In the middle of our Easter celebrations, we had a personal event to celebrate, as our friend Vivian Anthony marked 75 years as a chorister on 1 May. Welsh hymns are a given for such an occasion, but we also had two of his favourite anthems: William Byrd’s ecstatic Haec dies (‘This is the day’), with its dancing rhythms and joyful Alleluias, as the introit, and, as a special treat before the Peace, S. S. Wesley’s powerful large-scale anthem (or miniature cantata) Blessed be the God and Father. As neither of these is suitable for a communion anthem, that function was performed by Mozart’s well-loved Ave verum corpus.
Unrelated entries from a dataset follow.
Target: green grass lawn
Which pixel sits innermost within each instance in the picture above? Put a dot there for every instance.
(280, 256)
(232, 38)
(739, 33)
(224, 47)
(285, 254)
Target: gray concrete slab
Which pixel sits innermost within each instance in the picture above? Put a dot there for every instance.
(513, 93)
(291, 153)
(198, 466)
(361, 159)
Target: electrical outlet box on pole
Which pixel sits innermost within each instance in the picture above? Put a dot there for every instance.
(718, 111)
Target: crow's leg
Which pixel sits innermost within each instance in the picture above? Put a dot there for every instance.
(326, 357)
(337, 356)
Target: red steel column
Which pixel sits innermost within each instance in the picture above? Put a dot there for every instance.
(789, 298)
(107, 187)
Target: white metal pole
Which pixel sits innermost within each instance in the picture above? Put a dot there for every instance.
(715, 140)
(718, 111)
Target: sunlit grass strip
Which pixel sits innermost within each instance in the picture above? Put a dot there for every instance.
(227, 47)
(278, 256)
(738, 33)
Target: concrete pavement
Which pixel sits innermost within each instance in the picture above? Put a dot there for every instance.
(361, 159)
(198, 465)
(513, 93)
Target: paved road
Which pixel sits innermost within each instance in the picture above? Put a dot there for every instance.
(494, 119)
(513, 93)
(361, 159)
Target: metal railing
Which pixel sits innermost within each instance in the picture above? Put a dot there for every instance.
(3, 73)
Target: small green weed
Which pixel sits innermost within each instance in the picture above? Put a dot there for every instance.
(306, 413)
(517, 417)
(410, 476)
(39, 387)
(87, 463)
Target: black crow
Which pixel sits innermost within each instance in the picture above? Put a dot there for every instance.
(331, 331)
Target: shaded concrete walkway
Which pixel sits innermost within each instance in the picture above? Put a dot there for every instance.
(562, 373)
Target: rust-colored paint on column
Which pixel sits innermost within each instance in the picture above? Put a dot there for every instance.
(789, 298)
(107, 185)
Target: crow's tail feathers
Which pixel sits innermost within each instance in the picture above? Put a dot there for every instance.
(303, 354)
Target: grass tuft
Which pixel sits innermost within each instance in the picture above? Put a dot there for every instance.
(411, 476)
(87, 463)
            Passing swiftly over another outing for Howard Goodall’s Vicar of Dibley setting of an eclectic version of Psalm 23 on 8 May, and a repeat of Tallis’s If ye love me on 15 May, when Andrew Forbes will conduct a somewhat reduced choir in the absence of our director of music and certain other singers, we come next to Choral Evensong on 22 May. This will include (in addition to the ’Dresden Amen’ responses by John Sanders and the vigorous setting in D of the canticles by Brewer) two items new to us, which are drawn from the RSCM’s collection of music for HM the Queen’s Platinum Jubilee: a 16th-century setting of the Compline respond In pace, alternating graceful polyphony and plainsong, by John Blitheman, and a new commission from the contemporary composer Thomas Hewitt-Jones, In our service, setting a text based on words from speeches by Her Majesty. The setting falls into four ‘verses’: a unison melody in a warm F major is followed by the same melody harmonised; a different melody in a related key is harmonised in the third verse, and the final verse returns to the original melody but in the brighter key of G and with a descant, ending with a triumphant unison phrase and organ fanfare.
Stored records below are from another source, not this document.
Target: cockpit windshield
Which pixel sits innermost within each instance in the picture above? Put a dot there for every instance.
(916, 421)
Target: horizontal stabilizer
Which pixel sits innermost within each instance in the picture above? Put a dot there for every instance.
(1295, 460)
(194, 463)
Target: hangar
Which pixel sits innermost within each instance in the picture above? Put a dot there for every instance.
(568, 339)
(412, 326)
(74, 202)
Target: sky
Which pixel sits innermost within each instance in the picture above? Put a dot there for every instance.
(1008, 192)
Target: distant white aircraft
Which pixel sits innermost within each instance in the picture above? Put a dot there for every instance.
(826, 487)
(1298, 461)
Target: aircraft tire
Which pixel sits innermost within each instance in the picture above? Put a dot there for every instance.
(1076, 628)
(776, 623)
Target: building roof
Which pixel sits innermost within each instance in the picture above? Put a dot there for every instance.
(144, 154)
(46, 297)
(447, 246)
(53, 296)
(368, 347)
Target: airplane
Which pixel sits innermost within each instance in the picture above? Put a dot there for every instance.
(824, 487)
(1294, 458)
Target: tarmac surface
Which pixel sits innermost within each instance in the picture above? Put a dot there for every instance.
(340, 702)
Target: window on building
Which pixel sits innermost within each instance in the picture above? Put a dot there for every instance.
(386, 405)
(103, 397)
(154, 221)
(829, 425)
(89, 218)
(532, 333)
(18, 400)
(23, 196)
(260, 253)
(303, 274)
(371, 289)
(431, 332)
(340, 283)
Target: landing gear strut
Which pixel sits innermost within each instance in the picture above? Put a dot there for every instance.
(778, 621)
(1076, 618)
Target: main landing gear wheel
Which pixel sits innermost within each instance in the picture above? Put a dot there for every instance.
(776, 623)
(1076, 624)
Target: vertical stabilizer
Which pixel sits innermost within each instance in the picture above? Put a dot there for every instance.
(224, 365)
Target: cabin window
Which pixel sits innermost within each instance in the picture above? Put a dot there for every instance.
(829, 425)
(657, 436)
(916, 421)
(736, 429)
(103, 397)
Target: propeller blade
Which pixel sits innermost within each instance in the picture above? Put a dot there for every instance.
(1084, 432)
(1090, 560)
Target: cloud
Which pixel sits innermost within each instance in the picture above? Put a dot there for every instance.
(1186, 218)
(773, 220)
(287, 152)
            Ascension Day falls on Thursday 26 May, and there will be the customary Sung Eucharist that evening, at which we shall sing Martin How’s familiar arrangement of a German melody to the words Fairest Lord Jesus. And finally, on 29 May, we have Charles Wood’s striking setting of God omnipotent reigneth (a paraphrase of Psalm 93) based on a sixteenth-century melody, in which an austerely harmonised first verse depicting the majesty of God is followed by a graphic illustration of ‘Ocean billow and breaker’ attempting to rival that majesty; or, as Coverdale puts it, ‘The waves of the sea are mighty, and rage horribly : but yet the Lord, who dwelleth on high, is mightier.’